まずは食べ物を粗末にした罰で、食事へとでかけるための交通手段を遮断したようだ。
「それなら徒歩で行ける近場のお店でもよろしかったのでは」
「行くお店がなぜかその日だけ臨時休業だったり、前は営業していたのに休業だったりするの」
「ファミレスとかあるじゃないですか」
「行こうとすると、お客さんいっぱいでママが怒って出てっちゃう。空いていて注文が出来ても、またママがこんな安物食えるかって怒ってお店に迷惑かけて追い出されちゃう」
「コンビニでお弁当を買うとか、スーパーで惣菜を買うとかもできますよね。

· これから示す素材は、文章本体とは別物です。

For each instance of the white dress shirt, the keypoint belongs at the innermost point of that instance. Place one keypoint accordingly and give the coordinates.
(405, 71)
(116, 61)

ファーストフード店でテイクアウトもできますよ。なんとか食べたいのならば、それもひとつの手段ですよね」
そこでメリィがまたわっと泣き出して、テーブルにつっぷした。
「だって。買ったお弁当とか惣菜に絶対になにかが入っているんだもん!」
「え、入っている?」
「髪の毛とか! 爪の欠片とか、虫とか!!! でも怒ってお店に持っていくと、なんにも入っていなくて、威力営業妨害だって警察呼ばれちゃうんだもん」
その現象は何故か。千歳はすぐにわかった。虫を食品に混入させる悪行をしていた罰が当たったのでは? その言い分だと、髪の毛も爪の欠片もいままでやっていたのか――と、やっぱり許せないと千歳の腸が再び煮えくりかえる。だが、それはもう神様もご承知だったのか。悪さをやり尽くしてきただろう母子にそっくりお返しをしたようだった。